Dr. Alejandro Olmos López, neurólogo pediatra.
¿Puede un niño con epilepsia tener una vida plena y activa?
De acuerdo con el doctor Olmos, alrededor del 60% de las epilepsias sin daño estructural logran controlarse con medicamentos adecuados. Esto permite que muchos niños hagan deporte, vayan a fiestas, viajen, estudien y lleven una vida cotidiana similar a la de cualquier otro niño.
Sin embargo, la epilepsia también puede afectar otras áreas del desarrollo. Algunos pacientes presentan dificultades de aprendizaje, alteraciones del lenguaje, problemas motores, ansiedad o depresión. Por eso el tratamiento ideal suele ser multidisciplinario e incluir apoyo emocional, escolar y terapias especializadas.

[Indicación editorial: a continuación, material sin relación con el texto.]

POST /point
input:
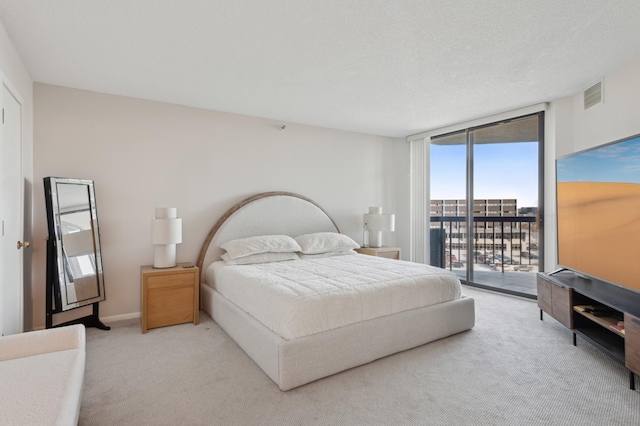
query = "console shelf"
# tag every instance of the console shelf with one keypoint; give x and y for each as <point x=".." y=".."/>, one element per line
<point x="590" y="308"/>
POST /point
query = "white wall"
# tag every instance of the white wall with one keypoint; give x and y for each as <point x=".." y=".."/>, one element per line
<point x="570" y="129"/>
<point x="13" y="70"/>
<point x="144" y="154"/>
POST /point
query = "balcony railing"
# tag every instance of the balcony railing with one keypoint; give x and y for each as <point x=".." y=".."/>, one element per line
<point x="504" y="243"/>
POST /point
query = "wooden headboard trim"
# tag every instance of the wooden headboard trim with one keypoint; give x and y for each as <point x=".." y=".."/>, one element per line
<point x="232" y="210"/>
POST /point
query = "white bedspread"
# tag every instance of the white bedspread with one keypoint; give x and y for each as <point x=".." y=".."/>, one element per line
<point x="302" y="297"/>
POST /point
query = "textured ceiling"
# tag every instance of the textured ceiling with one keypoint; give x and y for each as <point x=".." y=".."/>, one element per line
<point x="390" y="68"/>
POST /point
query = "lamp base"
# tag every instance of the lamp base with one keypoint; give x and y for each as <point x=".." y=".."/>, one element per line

Respecto a los medicamentos utilizados, uno de los anuncios recientes en el país es la aprobación, por parte de la COFEPRIS, de la primera terapia de rescate de uso ambulatorio para crisis epilépticas prolongadas y crisis en clúster en lactantes, niños y adolescentes.
Quitar el miedo y el estigma
La epilepsia no aparece solamente durante una crisis; con la epilepsia se vive día a día. Impacta la escuela, la rutina, la tranquilidad de los padres y la vida emocional de un niño. Por eso, detectar las señales a tiempo, contar con un plan de acción y tener acceso a información clara es clave para su control.
“El diagnóstico genera un duelo en la familia, pero es importante guardar calma, completar los estudios y construir una red de apoyo familiar, escolar y emocional”, finaliza el doctor Alejandro Olmos López.